Synonyms: model, typical
The Assembly reaped, now the people weep.
Local code now gives more protection to floodways [no joke: enforced with $500 fines!], than to public health from air pollution. This in a community where, according to agency scientists, “Fairbanks has some of the highest wintertime ambient PM2.5 concentrations measured throughout the United States.” No plan is in place to replace discarded protections. The Legislature is not considering any request from DEC to grant citation authority. Residents continue to be victimized by neighbors’ polluting choices.
Some will blame Mayor Hopkins, Attorney Broker, and the Assembly. Excepting Assembly member Dodge, we do.
Some will blame the voters who supported Proposition 3 (full text), all 8,658 of them — most from North Pole. They may not yet recognize their heart and lung problems are an increasingly likely consequence of North Pole’s severe air pollution. It wasn’t a huge margin — just 974 votes. You can’t blame Fairbanks voters: 54.5% voted no on Prop 3. Give at least a frown to those who could have voted but didn’t: over 53,900 residents. Turnout was just 23.5% of those registered. [FNSB 2012 election results]
But don’t put this on the children. Approximately 25,300 residents under the age of 18 live in the borough, according to the US Census. Children can’t move away, can’t choose where they attend school or daycare, can’t choose how their home is heated, can’t select where their foster family lives, can’t even take themselves to a doctor. Adults are empowered to make these and other decisions that set the course for every child’s future.
What parent would give away the ability to protect his or her child’s future?
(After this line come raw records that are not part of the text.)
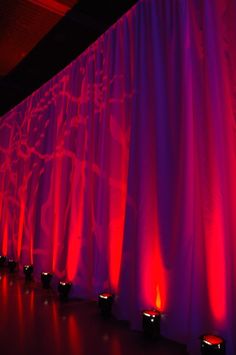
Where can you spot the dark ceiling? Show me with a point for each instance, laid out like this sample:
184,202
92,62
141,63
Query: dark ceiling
38,38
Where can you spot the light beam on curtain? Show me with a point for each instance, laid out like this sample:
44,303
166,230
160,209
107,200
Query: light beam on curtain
119,173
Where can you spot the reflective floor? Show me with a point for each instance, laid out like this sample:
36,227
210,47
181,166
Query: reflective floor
33,321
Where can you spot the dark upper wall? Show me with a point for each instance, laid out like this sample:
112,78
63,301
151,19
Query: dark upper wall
80,27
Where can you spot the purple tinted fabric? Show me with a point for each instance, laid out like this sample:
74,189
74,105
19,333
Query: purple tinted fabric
119,173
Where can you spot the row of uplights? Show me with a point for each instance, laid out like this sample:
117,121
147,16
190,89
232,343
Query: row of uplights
151,319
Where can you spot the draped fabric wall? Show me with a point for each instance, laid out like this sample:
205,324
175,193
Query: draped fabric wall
119,173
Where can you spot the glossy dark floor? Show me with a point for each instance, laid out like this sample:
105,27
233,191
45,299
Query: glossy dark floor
33,321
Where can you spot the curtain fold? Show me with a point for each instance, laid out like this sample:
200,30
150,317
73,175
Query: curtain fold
119,173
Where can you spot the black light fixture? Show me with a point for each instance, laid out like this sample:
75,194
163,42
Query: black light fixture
64,290
46,278
105,301
2,260
28,271
12,265
212,344
151,323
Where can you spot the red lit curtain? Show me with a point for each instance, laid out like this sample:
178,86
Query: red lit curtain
119,173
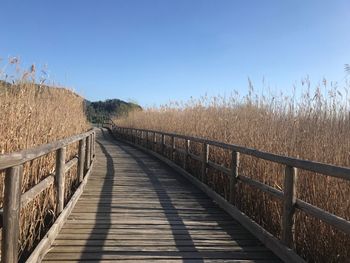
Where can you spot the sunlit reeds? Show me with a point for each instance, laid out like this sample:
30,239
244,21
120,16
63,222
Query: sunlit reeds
313,124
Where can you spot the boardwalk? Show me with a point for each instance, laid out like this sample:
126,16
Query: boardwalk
136,208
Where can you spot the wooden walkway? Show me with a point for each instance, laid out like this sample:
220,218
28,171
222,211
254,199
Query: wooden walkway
134,208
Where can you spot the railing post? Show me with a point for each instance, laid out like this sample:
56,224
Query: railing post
81,156
142,140
187,149
147,141
172,154
154,141
94,141
289,199
11,216
59,178
205,158
234,175
87,152
163,144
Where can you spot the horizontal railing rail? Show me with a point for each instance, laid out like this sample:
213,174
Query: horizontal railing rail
147,139
13,164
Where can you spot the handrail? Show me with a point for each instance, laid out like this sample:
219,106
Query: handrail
13,163
18,158
313,166
288,196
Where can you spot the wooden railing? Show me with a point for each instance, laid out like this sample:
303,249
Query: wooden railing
13,200
147,140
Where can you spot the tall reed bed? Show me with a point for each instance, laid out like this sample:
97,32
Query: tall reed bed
32,115
313,126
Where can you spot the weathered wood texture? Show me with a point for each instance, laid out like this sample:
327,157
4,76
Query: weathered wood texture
136,208
288,197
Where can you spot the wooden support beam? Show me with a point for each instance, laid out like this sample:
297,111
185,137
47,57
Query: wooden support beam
205,159
234,175
289,200
163,144
11,214
172,154
59,178
154,141
87,152
187,150
81,160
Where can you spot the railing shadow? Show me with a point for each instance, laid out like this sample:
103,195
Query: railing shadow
101,227
166,203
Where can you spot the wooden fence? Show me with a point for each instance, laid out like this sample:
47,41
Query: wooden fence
284,247
13,198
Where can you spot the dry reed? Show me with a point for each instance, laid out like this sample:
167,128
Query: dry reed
32,115
314,126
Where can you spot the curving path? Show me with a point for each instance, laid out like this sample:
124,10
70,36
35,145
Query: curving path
134,208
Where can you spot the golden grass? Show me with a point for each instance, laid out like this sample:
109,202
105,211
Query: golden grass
33,115
313,126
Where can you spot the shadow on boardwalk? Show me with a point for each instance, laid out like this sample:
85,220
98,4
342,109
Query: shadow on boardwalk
105,202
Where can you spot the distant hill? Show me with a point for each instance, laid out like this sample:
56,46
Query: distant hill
99,111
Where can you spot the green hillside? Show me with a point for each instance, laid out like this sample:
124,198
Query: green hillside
99,111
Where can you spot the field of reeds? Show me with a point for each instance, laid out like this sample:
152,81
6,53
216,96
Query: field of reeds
311,123
32,115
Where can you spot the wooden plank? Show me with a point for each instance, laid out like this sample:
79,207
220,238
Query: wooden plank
28,196
264,236
81,156
44,245
204,160
18,158
336,221
59,178
70,164
141,255
289,199
220,168
11,214
317,167
233,175
262,187
136,208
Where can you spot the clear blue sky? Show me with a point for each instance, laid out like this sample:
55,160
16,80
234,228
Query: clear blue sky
156,51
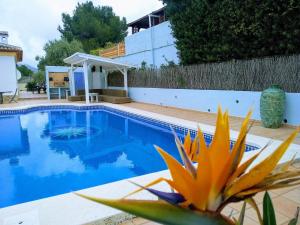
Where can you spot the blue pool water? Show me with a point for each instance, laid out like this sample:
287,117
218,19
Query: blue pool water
49,152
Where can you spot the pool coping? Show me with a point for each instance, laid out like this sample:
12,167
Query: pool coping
71,209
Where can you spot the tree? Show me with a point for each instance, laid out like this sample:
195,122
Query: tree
93,25
57,51
25,72
219,30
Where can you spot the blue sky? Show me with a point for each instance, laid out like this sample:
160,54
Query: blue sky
31,23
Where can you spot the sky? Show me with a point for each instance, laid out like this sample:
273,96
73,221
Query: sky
31,23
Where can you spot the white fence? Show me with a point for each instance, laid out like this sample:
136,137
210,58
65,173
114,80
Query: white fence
237,102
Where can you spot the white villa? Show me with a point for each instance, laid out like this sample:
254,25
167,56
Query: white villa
9,75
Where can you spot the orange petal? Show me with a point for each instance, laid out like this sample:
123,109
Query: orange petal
204,177
185,184
187,143
260,171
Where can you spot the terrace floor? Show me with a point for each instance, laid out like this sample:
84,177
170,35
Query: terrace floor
285,200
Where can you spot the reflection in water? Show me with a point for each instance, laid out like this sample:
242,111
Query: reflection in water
13,138
59,151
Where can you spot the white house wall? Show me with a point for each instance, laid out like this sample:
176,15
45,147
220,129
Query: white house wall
138,47
237,102
8,74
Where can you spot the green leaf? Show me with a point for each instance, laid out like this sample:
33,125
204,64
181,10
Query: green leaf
268,210
294,221
162,212
242,215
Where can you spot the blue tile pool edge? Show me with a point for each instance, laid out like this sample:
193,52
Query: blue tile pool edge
155,122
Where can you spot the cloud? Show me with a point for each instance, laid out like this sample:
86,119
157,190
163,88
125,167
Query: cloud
32,23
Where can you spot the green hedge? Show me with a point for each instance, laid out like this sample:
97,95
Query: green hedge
221,30
239,75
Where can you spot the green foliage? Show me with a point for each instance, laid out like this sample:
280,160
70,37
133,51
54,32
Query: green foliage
56,51
25,72
30,86
268,211
219,30
162,212
93,25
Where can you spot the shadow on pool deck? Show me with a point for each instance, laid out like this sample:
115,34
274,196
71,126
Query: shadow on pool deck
285,200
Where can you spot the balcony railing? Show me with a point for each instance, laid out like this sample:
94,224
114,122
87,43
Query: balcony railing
113,52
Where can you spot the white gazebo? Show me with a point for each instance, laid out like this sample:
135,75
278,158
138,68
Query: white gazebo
105,65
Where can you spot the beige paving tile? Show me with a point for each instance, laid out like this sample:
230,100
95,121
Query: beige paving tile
282,191
210,119
293,195
229,211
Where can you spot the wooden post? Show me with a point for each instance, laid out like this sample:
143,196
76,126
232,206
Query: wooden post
86,82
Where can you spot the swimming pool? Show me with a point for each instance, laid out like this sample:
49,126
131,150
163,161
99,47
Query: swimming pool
46,151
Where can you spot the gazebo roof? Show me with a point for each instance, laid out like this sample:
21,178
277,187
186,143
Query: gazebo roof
143,22
108,64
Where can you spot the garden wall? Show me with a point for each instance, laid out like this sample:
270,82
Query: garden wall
241,75
237,102
236,85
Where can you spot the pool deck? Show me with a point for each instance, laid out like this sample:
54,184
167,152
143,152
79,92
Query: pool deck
196,116
285,200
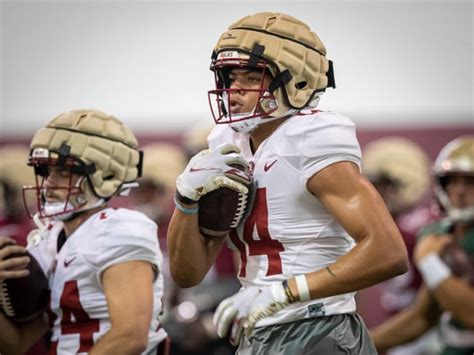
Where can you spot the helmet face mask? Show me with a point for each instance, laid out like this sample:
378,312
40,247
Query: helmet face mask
287,49
455,162
73,193
98,154
220,98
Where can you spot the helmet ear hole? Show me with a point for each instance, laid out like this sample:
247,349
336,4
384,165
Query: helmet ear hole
301,85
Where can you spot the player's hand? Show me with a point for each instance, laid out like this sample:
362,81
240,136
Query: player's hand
210,170
430,244
14,267
245,308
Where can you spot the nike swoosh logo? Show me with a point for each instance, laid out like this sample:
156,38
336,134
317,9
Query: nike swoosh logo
200,169
68,262
269,165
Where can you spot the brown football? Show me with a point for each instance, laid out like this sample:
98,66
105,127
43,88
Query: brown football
217,212
459,262
24,298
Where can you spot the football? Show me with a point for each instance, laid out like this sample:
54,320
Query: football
459,262
219,212
24,298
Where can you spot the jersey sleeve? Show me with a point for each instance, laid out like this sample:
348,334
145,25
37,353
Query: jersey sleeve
321,140
128,236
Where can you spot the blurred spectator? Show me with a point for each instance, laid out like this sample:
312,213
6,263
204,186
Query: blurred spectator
14,174
399,169
444,300
14,221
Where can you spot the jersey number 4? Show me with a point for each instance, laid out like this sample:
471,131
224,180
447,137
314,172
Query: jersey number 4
81,324
265,245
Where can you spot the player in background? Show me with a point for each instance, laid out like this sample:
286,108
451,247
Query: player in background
14,220
400,171
103,264
14,174
444,300
318,230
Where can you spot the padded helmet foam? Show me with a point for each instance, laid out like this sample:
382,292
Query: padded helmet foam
288,49
457,157
93,144
402,162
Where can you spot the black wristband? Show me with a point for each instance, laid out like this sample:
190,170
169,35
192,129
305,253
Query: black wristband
184,200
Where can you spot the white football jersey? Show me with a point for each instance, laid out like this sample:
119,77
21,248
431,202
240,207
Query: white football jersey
289,232
78,313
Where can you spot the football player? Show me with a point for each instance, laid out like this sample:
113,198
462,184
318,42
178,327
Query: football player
444,299
103,264
318,230
400,171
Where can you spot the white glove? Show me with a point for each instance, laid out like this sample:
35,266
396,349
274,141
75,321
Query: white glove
210,170
245,308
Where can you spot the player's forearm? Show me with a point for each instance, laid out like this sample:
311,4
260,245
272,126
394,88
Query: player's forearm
455,295
190,255
401,329
365,265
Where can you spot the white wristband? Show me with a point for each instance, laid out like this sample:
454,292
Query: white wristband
302,286
433,270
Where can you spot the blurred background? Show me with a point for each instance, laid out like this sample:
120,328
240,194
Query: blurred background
403,69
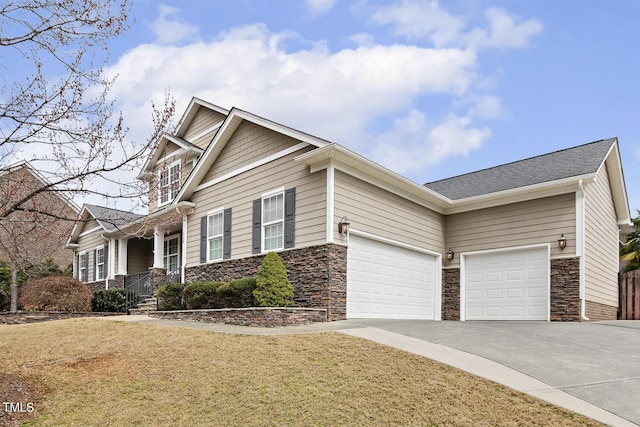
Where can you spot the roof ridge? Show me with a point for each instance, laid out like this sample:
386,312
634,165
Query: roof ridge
612,139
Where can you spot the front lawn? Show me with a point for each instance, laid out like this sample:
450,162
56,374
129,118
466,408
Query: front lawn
96,372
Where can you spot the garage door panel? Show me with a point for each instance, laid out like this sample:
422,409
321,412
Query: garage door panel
387,281
508,285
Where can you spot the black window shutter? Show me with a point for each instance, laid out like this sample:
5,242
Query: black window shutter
86,267
105,266
203,239
290,218
226,237
257,226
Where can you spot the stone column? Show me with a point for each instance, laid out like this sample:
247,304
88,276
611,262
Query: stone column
122,256
158,248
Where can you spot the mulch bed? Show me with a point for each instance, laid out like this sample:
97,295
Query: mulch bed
23,317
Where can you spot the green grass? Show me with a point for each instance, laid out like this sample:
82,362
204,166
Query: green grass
103,373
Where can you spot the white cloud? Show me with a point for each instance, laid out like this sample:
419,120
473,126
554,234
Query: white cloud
421,19
363,39
319,6
334,95
425,19
412,144
505,31
168,29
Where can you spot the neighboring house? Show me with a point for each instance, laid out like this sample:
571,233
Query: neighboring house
30,237
230,186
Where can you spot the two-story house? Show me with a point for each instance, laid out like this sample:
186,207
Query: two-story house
535,239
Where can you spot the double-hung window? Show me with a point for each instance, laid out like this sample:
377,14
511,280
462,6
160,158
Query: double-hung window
215,236
82,267
99,263
273,222
169,183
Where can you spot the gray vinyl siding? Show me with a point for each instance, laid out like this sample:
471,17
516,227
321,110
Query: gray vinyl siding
380,212
250,143
203,119
239,192
88,244
518,224
601,242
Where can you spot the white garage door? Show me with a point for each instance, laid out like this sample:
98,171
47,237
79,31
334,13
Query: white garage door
507,285
385,281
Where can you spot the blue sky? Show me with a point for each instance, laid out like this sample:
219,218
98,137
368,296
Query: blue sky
428,89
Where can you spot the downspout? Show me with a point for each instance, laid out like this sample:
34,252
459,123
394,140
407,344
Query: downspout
106,277
580,246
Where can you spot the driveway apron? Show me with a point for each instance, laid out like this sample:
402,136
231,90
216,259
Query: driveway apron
598,362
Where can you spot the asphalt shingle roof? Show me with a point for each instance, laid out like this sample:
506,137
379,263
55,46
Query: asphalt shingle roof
109,218
575,161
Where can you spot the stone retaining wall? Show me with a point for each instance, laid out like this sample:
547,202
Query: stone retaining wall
260,316
318,275
597,311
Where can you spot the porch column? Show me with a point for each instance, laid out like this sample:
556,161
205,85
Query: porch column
112,259
122,256
184,248
158,248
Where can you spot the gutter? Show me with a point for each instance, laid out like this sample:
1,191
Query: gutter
581,235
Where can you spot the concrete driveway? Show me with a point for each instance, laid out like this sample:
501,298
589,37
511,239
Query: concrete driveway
590,368
596,362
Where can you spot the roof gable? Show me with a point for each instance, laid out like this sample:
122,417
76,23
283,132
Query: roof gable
222,137
577,161
192,110
108,219
163,150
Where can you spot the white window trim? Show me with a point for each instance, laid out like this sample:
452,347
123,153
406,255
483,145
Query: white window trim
99,267
265,224
82,256
165,258
209,214
168,170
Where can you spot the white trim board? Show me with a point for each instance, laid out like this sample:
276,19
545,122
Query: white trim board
253,165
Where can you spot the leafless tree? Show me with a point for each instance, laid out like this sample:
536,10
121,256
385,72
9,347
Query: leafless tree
55,112
54,104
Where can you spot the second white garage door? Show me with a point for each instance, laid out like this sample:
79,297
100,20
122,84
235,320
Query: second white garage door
385,281
507,285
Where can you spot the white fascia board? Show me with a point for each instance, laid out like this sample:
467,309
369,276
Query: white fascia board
196,103
353,164
206,131
184,207
520,194
253,165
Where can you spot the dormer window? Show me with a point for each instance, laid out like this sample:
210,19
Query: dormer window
169,183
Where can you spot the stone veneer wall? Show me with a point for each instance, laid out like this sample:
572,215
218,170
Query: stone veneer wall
451,293
264,316
318,275
565,289
597,311
96,286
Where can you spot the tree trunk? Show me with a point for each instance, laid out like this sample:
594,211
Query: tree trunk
14,289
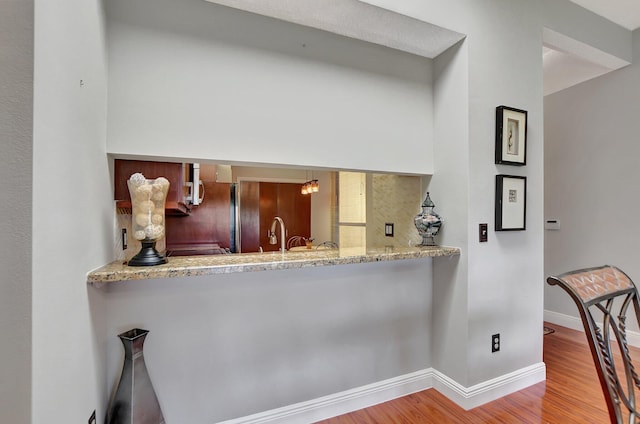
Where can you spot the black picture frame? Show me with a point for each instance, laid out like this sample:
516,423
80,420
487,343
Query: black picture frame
511,203
511,136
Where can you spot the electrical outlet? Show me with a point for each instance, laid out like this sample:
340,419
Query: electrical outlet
388,229
484,229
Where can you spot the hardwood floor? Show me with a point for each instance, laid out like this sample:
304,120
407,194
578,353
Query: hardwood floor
571,394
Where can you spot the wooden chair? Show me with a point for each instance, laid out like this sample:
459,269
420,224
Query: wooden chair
608,292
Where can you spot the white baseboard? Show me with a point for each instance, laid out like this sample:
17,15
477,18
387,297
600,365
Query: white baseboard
386,390
575,323
471,397
342,402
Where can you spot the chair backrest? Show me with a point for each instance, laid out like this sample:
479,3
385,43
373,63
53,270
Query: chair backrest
608,292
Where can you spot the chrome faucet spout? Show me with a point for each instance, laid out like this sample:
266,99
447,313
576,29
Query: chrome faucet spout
272,234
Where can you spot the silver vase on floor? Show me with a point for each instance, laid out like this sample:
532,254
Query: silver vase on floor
135,400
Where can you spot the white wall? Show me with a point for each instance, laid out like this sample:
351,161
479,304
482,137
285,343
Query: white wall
226,346
196,79
72,210
16,123
246,65
591,170
503,54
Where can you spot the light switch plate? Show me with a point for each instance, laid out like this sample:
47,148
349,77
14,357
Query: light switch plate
484,233
552,224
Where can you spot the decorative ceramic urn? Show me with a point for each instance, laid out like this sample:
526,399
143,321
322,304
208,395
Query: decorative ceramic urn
428,222
147,209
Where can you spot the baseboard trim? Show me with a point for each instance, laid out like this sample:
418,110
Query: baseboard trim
487,391
386,390
575,323
343,402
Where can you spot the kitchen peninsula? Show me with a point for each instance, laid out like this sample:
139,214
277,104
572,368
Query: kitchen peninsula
187,266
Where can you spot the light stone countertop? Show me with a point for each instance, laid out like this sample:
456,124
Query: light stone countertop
185,266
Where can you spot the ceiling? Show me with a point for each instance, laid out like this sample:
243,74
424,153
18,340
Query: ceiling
625,13
567,66
566,62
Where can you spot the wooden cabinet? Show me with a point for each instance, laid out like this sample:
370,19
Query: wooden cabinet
208,227
261,202
174,172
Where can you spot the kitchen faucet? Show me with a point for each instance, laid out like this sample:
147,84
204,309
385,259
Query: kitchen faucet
272,234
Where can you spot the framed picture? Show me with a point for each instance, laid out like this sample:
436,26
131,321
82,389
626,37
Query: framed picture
511,203
511,136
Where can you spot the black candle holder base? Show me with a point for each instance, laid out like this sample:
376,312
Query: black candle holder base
148,255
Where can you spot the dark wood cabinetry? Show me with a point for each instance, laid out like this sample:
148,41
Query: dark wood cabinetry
123,169
207,229
261,202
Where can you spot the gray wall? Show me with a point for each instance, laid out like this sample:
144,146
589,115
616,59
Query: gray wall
226,346
16,123
72,210
591,173
192,79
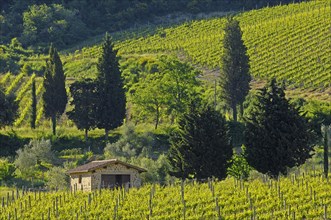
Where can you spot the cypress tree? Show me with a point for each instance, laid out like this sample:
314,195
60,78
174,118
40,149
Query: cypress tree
111,107
8,108
200,148
277,137
84,100
33,106
235,77
55,95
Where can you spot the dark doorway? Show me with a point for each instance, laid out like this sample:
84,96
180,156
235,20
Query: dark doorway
114,180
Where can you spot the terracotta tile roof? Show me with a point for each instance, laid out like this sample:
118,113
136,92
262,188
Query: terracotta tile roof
101,163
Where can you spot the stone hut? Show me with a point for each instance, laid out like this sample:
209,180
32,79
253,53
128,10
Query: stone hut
104,174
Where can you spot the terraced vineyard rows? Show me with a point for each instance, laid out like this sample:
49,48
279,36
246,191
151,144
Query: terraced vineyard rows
294,197
292,43
21,86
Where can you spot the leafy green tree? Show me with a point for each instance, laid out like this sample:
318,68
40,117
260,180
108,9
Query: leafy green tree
179,82
235,75
111,109
164,92
84,100
130,144
239,169
33,106
55,95
277,137
7,170
326,132
32,155
57,178
201,146
8,109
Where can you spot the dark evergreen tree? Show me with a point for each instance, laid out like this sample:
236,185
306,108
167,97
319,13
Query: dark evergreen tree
55,95
201,147
111,107
235,77
84,100
33,106
277,137
8,109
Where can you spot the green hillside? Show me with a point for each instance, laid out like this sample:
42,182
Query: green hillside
300,196
291,43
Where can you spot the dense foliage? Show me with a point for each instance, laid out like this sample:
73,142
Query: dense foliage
200,144
294,197
277,137
235,75
111,105
55,96
8,108
84,102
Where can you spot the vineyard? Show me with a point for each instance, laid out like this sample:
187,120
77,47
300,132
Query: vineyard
301,195
291,43
21,85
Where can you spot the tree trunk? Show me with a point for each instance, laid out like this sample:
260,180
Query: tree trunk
326,153
157,118
106,134
54,124
86,136
241,110
234,112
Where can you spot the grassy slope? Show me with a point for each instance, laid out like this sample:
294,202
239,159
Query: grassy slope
292,43
293,197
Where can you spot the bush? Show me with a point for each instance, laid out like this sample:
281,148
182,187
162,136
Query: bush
57,178
130,144
7,170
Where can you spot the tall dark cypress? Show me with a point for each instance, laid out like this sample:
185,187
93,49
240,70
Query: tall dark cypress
235,77
33,106
277,137
200,145
55,95
111,107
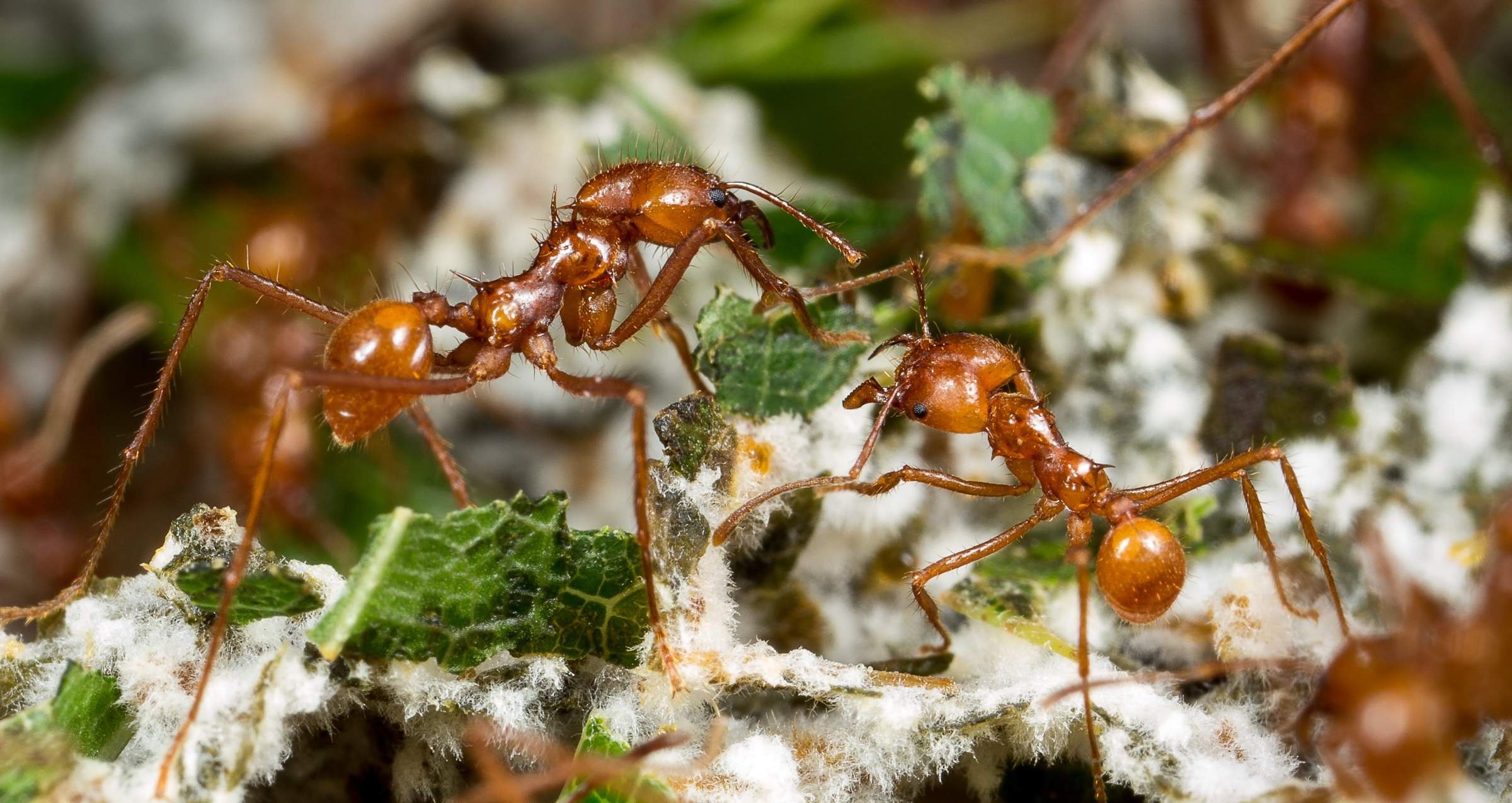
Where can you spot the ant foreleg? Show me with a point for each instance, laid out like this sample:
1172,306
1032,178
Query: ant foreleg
939,480
1203,118
728,525
654,298
1079,533
666,326
543,356
294,380
1047,509
1237,466
221,271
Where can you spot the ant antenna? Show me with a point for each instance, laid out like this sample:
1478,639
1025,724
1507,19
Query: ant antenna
847,250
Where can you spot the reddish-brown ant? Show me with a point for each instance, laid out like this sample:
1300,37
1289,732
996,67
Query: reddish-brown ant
970,383
1390,710
380,359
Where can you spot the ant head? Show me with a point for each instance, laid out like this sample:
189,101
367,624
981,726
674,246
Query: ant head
944,383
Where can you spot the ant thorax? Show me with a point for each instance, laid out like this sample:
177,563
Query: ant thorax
512,309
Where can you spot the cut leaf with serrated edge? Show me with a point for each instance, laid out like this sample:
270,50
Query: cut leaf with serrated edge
263,593
38,746
501,577
598,740
765,365
970,158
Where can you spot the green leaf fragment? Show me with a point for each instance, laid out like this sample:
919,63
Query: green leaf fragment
40,746
765,365
504,577
88,710
971,156
598,740
263,593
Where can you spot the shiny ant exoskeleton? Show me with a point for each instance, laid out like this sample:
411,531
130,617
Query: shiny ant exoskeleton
1390,711
970,383
380,359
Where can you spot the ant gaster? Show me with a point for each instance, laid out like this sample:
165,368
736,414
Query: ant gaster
1390,710
380,359
970,383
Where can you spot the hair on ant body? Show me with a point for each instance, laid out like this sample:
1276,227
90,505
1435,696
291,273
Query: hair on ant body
970,383
380,359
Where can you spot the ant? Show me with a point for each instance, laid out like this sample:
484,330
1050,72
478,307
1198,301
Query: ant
380,362
1080,35
595,777
1392,708
970,383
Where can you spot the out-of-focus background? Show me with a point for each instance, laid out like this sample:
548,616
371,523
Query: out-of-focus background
365,149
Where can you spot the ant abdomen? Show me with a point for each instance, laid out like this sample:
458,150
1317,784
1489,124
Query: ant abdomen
383,339
1140,569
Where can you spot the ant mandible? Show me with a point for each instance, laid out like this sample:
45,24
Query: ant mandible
970,383
380,359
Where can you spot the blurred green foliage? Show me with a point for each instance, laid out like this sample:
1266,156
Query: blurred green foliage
598,740
501,577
What adult would throw themselves at the mercy of a disinterested, negligent government based over 700 miles away that can’t even ticket air pollution violators? What leader would wring his hands and ask for our understanding, while ignoring the constitution and state laws that empower him to protect public health?
Assembly member Kathryn Dodge, please accept our sincere appreciation for refusing to go along with this injustice against our children and their futures. Your courageous vote shows the way forward to a serious reexamination of what went wrong and how the Assembly retains every lawful authority to make it right. Thank you.
Protections for life and safety from air pollution voted into and out of code by the Assembly:
- prohibition on installation of any solid fuel burning device unless it is EPA-certified stove or EPA-qualified Phase 2 hydronic heater
- prohibition on installation of coal-burning appliances
- setbacks, lot size, and chimney requirements for hydronic heaters
- prohibited fuels list: clean, dry wood; garbage; tires; materials containing plastic or rubber; waste petroleum products; paints and paint thinners; chemicals; glossy or colored papers; construction and demolition debris; plywood; particleboard; saltwater driftwood; manure; animal carcasses; and asphalt products
- contractual restriction to prevent installation of non-FNSB qualified devices at properties receiving removal payments
- opacity safeguard
- nuisance safeguard
- open burn safeguards
- air pollution citation authority
- pollution control officer position
When the last ancient tree from a once-marveled forest falls, its hulk plummets to the ground more heavily than the first. But when the last local defense for air pollution is repealed, a silence borne of guilt and complicity leaves not a whisper. ― Clean Air Fairbanks
“All tyranny needs to gain a foothold is for people of good conscience to remain silent.” ― Thomas Jefferson
“If I were to remain silent, I’d be guilty of complicity.” ― Albert Einstein
“Not only will we have to repent for the sins of bad people; but we also will have to repent for the appalling silence of good people.” ― Martin Luther King, Jr.